My vision is to strengthen four dimensions of health in my clients: biological, psychological, social, and spiritual. Holistic vitality can follow. Take your vitality assessment here.
Strategies to strengthen your biological health
- Mindful Eating
- Balanced Physical Exercise
- Use of Relaxation Scripts
Schedule time with your primary care physician or any specialist he/she may recommend so that potential underlying medical problems (such as hypothyroidism, hormone imbalances, chronic infections) receive medical attention.
Physiological symptoms when you are dealing with change
Stopping behaviors (especially those that are as frequent that they may meet the criteria for an addiction) can induce difficult feelings and strong urges to continue in old behaviors. If your brain is impacted by an addiction, you will need to recognize that your prior attempts to cut back or stop have note been successful. This is in part due to the fact that you have an impaired frontal lobe ‘filter’ – so when impulses arise, you’re not able to say “No” and behaviorally stay on track with your long term goals.
You also need the education, support, and equipping that will come with a structured recovery program, including a focus on the co-occuring issues that are likely contributing to your struggles, particularly some of the emotionally traumatic events in early life.

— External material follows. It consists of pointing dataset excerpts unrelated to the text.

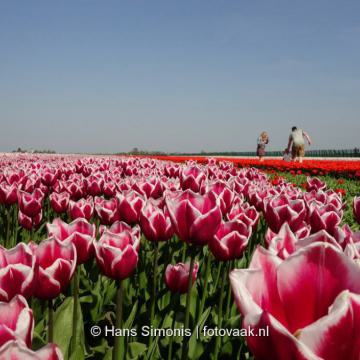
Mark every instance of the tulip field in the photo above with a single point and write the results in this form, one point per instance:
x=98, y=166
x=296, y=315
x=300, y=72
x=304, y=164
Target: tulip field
x=109, y=257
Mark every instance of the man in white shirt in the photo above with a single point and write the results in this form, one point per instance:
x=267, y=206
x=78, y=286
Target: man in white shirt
x=297, y=143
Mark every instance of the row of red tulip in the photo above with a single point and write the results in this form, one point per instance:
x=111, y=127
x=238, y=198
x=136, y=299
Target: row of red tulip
x=306, y=247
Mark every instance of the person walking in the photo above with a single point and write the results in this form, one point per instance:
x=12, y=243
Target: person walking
x=262, y=141
x=297, y=143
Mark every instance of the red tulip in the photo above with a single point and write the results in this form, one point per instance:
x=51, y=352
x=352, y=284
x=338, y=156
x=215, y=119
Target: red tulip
x=177, y=276
x=280, y=209
x=83, y=208
x=118, y=227
x=94, y=185
x=55, y=266
x=224, y=193
x=192, y=177
x=8, y=194
x=286, y=242
x=315, y=184
x=16, y=350
x=75, y=188
x=230, y=240
x=59, y=202
x=130, y=206
x=49, y=178
x=155, y=223
x=356, y=208
x=245, y=213
x=195, y=217
x=107, y=210
x=257, y=196
x=30, y=204
x=16, y=321
x=28, y=222
x=79, y=232
x=325, y=217
x=149, y=188
x=16, y=272
x=109, y=189
x=308, y=301
x=116, y=254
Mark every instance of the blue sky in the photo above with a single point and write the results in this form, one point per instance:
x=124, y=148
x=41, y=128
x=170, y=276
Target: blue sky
x=106, y=76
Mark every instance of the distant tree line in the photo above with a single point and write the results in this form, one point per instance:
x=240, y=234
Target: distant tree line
x=44, y=151
x=312, y=153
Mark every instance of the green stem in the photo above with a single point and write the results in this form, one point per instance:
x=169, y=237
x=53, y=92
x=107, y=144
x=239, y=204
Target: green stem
x=176, y=303
x=187, y=312
x=205, y=287
x=184, y=253
x=218, y=338
x=7, y=227
x=227, y=313
x=218, y=276
x=15, y=217
x=153, y=295
x=118, y=321
x=75, y=310
x=50, y=321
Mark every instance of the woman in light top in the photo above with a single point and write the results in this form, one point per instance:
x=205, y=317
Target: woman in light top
x=297, y=143
x=262, y=141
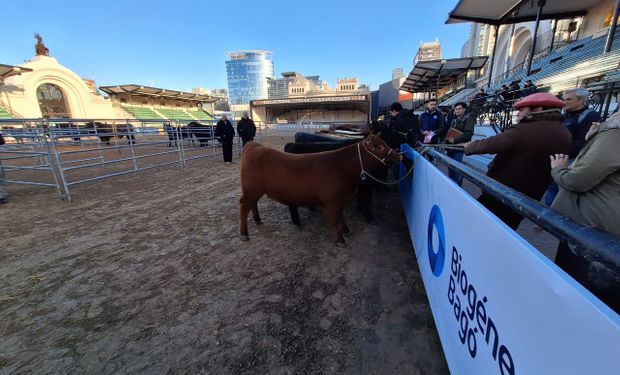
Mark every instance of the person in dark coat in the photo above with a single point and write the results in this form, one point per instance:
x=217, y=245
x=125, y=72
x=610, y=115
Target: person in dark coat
x=578, y=118
x=464, y=123
x=226, y=134
x=403, y=127
x=522, y=152
x=4, y=196
x=431, y=121
x=246, y=129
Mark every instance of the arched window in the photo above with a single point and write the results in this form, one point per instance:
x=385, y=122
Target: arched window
x=52, y=101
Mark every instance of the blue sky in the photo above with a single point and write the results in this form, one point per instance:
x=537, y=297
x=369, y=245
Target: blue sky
x=181, y=44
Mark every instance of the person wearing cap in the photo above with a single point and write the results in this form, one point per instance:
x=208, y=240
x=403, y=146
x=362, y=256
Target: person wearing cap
x=578, y=118
x=522, y=152
x=589, y=195
x=529, y=88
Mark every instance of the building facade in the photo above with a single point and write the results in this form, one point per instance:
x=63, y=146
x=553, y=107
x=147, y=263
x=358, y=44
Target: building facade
x=428, y=51
x=248, y=73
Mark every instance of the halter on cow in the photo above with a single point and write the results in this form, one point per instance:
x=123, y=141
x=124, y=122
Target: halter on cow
x=325, y=179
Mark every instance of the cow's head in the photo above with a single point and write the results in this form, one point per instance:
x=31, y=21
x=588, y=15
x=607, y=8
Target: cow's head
x=375, y=145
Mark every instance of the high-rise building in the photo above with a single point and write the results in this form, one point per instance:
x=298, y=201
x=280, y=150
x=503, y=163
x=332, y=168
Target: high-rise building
x=397, y=73
x=247, y=73
x=428, y=51
x=480, y=41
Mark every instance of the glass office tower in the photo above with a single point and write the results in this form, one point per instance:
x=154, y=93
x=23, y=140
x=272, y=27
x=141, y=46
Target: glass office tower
x=247, y=73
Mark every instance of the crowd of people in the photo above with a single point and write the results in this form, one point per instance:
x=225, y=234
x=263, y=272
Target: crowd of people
x=557, y=152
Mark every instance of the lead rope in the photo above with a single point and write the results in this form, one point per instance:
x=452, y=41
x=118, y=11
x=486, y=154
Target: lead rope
x=364, y=174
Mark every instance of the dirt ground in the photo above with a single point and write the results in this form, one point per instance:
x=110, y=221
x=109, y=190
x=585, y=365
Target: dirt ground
x=145, y=274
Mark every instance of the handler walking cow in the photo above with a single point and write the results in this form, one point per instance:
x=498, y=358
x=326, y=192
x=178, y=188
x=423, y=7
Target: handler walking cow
x=320, y=179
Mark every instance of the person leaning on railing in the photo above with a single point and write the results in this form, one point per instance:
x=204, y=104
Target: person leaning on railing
x=4, y=196
x=459, y=131
x=590, y=195
x=522, y=152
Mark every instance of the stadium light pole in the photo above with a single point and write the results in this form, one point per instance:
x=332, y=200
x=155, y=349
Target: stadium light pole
x=541, y=4
x=612, y=28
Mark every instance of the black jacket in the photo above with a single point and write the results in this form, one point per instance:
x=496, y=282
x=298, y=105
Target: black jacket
x=579, y=129
x=224, y=131
x=465, y=124
x=404, y=128
x=246, y=129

It will be critical for you to deal with the environmental and relational triggers that contribute to your urges, and anchor yourself in environments that equip you to live a clean and healthy life. Short-term fixes are insufficient; this is going to take a radical transformation of your lifestyle, and a re-aligning of your behavioral choices with your core values.
Mindful eating strategy
It will be critical for you to gently attend to your food intake. Look up a registered dietitian who can guide you through any transformation of your lifestyle, and a re-aligning of your behavioral choices with your core values.
Balanced physical exercise strategy
Schedule a physical exam with your primary care physician before you are making changes to the degree of movement and physical exercise in your life. Regular Exercise has been found to help:
- Protect brain cells against toxins including free radicals and excess glutamate;
- Repair damaged DNA;
- Reduce the risk of cognitive impairment, heart disease, and stroke;
- Improve cholesterol and fat metabolism, while improving blood, oxygen, and glucose delivery to tissues;
- Reduce risk of diabetes, osteoporosis, depression, colon and breast cancer;
- Naturally treat ADHD, anxiety, and depression.
Strategies to strengthen your psychological health
- Develop an esteem based sexuality
- Gently reduce shame
- Work with a professional to relief grief
- Practice gratitude
Studies have shown that the above techniques increase resilience of stress and conflict, quiet your brain and body, improve sleep, and enhance immune system functioning.
Strategies to strengthen your social health
- A Culture of Support
- Resolution of Conflicts (personally and with others
Research has shown that individuals with consistent social accountability can maintain goals they set themselves over the course of five years a a success rate of 96% if they are engaged in a culture of support e.g. support groups, church related groups, etc.
Strategies to strengthen your spiritual health
- Develop a relationship with yourself and your capacity to care for yourself
- Develop of your faith/spiritual support:
What is your over-arching sense of mission or calling? What has your life taught you about your gifts and interests? Do some soul searching to become clear about meaningful, purpose-driven, “others-centered” desires to pursue. Find a way to follow your healthy desires into your daily life so that you experience a deep sense of purpose and meaning on a daily basis.